Crop scientists say neonics ban will affect yields and push prices up


Scientists and crop experts have said that the loss of neonicotinoids will restrict the control of key pests

Scientists and crop experts have said that the loss of neonicotinoids will restrict the control of key pests

Crop experts have spoken of their concerns that the recent ban on all outdoor uses of three key neonicotinoids will affect yields and push consumer prices up.
Last week, EU member states voted for proposals to enforce an almost-complete ban on the use of neonicotinoid insecticides across the EU.
The restrictions were imposed after a previous report by European Food Safety Authority (EFSA) concluded that they posed a "high acute risk" to honey bees.
The UK government overturned its previous convictions on neonicotinoids last year, and are supporters of the ban.
However, scientists and crop experts have said that the loss of neonicotinoids will restrict the control of key pests.

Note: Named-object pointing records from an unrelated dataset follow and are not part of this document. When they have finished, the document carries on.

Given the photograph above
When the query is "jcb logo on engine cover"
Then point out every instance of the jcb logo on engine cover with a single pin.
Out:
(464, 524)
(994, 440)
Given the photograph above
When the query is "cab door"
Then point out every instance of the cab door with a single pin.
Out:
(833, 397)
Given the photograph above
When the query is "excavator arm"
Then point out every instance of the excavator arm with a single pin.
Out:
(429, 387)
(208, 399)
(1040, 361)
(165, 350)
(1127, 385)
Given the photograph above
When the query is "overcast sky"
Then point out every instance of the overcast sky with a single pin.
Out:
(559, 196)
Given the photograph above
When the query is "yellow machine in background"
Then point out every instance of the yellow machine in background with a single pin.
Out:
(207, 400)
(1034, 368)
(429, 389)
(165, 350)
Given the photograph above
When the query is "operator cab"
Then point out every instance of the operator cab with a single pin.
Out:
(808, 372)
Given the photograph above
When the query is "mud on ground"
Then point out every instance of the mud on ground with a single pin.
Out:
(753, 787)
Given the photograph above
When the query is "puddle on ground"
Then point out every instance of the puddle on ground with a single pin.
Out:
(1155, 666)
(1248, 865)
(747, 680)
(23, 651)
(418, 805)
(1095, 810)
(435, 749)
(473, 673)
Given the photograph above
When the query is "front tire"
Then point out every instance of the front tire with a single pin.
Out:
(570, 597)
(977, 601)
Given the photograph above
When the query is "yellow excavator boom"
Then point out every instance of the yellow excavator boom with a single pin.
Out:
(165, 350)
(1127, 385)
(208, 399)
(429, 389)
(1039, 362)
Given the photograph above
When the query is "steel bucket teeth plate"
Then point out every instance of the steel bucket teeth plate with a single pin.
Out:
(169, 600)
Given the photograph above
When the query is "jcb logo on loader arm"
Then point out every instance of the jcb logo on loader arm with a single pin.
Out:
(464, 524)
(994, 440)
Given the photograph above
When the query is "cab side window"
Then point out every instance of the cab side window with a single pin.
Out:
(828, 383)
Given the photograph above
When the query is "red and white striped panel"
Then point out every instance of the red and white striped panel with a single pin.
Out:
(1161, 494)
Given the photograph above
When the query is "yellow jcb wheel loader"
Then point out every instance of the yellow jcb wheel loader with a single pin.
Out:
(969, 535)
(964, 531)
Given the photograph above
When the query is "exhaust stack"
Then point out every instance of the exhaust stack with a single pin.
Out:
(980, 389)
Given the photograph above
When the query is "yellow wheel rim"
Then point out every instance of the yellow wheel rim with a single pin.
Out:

Prof Ian Toth of the James Hutton Institute said the ban will affect crop yields and raise prices for consumers.
“The use of pesticides has been such an important part of crop production for decades that loss or reduction in the use of such chemicals, including neonicotinoids, will almost certainly affect crop yields and, ultimately, the price of food for consumers,” Prof Toth explained.
“Now more than ever it is so important that we find alternative methods of control through more resistant crops, biocontrol and other integrated pests management approaches.”
Restricted toolbox
Dr Bill Parker, Director of Research at the AHDB, said the ban is a "serious issue" for the farming industry as the crop protection toolbox has now been restricted.
“While this decision is not unexpected given the mounting weight of scientific evidence of the effects of neonics on pollinators, it is nonetheless a serious issue for the agricultural industry as it further restricts the crop protection toolbox that farmers and growers have available to them for controlling key pests,” Dr Parker said.
“Although alternatives do exist, the consequence of this decision is likely to be a greater use of insecticides applied as foliar sprays, particularly on crops such as wheat and sugar beet. The implication is that some foliar insecticide sprays can have a broader effect on insects present in the crop than seed treatments, though this does heavily depend on the spectrum of activity of individual insecticide products.

“It is worth pointing out that insecticides accounted for 7% of total pesticide use by area treated in the UK in 2016, with neonics themselves representing 2% of the insecticide treated area.”
Dr Parker said the AHDB is now involved in developing Integrated Pest Management programmes for all UK crops with the aim of reducing dependence on plant protection products.